The issue with FTTH is the build can be very expensive, you need to either work with an existing utility or dig trenches through an entire neighborhood, and each end user install is a mini construction project.
Thats why community FTTH makes a lot of sense, a small team does that negotiation with the utility, and uses that to be build a business case.
Vivtek
I think they might be rolling out here in rural Adjuntas, Puerto Rico, which to be absolutely honest I would not have expected in a million years.
Certainly a guy came by this week measuring for, he said, laying fiber optic cable. Just to put this into perspective, our barrio is the least populous in Adjuntas, which is the least populous municipio on the island. For my own perception, as a displaced rural Hoosier, it's still really densely populated, which means it's probably a reasonable cable investment, all else equal, but still. Astonishing to see it.
AnAnonymousDude
Claro has had the goal of rolling out fiber island-wide for quite some time. We (In the rural foothills of Mayagüez) were the some of the first customers to receive this expansion several years ago. Are you sure it wasn't Claro?
tptacek
In the muni where I serve on our telecoms commission, we built (before I got there) a fiber network with the anticipation of potentially offering it to tenant ISPs. We wanted the network anyways for internal municipal needs. But the economics of building an ISP on top of that fiber in a place already served by AT&T and Comcast are not great: you target a certain amount of uptake to break even, and you're not going to get it.
bombcar
The trick, which is hard to do, is to get AT&T and Comcast to realize that they can serve the customers better and faster over your network.

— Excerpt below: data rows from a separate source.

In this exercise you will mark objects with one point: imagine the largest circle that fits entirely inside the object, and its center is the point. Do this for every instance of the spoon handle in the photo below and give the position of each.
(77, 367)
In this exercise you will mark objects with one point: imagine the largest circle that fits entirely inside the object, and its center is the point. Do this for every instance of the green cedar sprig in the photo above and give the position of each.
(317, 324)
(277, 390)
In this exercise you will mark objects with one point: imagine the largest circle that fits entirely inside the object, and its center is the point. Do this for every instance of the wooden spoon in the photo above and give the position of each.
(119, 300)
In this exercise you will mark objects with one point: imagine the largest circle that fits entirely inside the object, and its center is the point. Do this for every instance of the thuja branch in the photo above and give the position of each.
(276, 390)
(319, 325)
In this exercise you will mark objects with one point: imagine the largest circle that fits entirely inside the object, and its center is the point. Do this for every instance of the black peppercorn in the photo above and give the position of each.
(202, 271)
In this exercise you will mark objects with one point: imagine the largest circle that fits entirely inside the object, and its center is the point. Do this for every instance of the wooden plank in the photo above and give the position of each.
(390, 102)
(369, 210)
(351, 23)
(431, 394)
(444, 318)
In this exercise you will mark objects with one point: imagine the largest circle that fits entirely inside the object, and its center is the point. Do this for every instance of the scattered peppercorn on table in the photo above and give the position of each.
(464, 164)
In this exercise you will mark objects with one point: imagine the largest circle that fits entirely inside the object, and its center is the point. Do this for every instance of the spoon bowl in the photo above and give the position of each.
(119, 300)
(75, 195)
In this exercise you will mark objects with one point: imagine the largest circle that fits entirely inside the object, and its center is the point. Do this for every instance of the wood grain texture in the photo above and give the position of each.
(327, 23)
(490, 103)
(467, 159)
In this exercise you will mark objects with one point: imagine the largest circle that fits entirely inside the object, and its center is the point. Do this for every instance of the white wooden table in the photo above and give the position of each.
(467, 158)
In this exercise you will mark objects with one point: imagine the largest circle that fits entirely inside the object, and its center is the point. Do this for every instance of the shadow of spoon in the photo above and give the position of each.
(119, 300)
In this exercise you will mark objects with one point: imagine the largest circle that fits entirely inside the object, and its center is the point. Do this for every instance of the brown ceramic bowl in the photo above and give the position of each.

But that involves negotiation and there can be lots of finger-pointing, so companies don't like it.
hn_acker
The full title is:
> ARPA Is Quietly Funding Cheap ($50-$65 A Month) Community-Owned Gigabit Fiber Access To Long Neglected Neighborhoods
madeofpalk
Title made it sound like ARPA is comitting up to a whopping $65 to fibre, which doesn't sound like enough.
null
xyst
I’ll never understand why municipal run internet is illegal in some (most?) states. Maybe national ISP lobbyist groups are just that powerful or have the right amount of propaganda to influence the people in their direction.
One of the many benefits I see:
- local, high paying jobs across the board (linemen, network engineers)
- money kept locally within the economy rather than used to fund a C-level executives jet fuel costs
- strong motivation to improve the network and make it resilient
kjkjadksj
It is due to isp lobbying for the most part.
nobody9999
cf. The American Legislative Exchange Council's (ALEC)[0] tactics[1]
[1] https://www.prwatch.org/news/2014/02/12385/how-alec-helps-bi...
bombcar
When nobody cares strongly about something, the lobbyist groups have a much easier time.
gruez
>- local, high paying jobs across the board (linemen, network engineers)
As opposed to linemen telecommuting from the other side of the country?
>- money kept locally within the economy rather than used to fund a C-level executives jet fuel costs
True, although this could turn out to a wash. There's operational efficiencies that can be obtained by a national company (billing system, support, etc.) that city-scale ISPs can't achieve.
>- strong motivation to improve the network and make it resilient
The city has "strong motivation" to do a lot of things, but based on how universal complaints about city services are across the country (from potholes to clearing homeless encampments), I don't think it's a slam dunk argument you think it is.
This is American Rescue Plan Act (ARPA) not Advanced Research Projects Agency (ARPA, DARPA, ARPA-[E|H|I], etc.)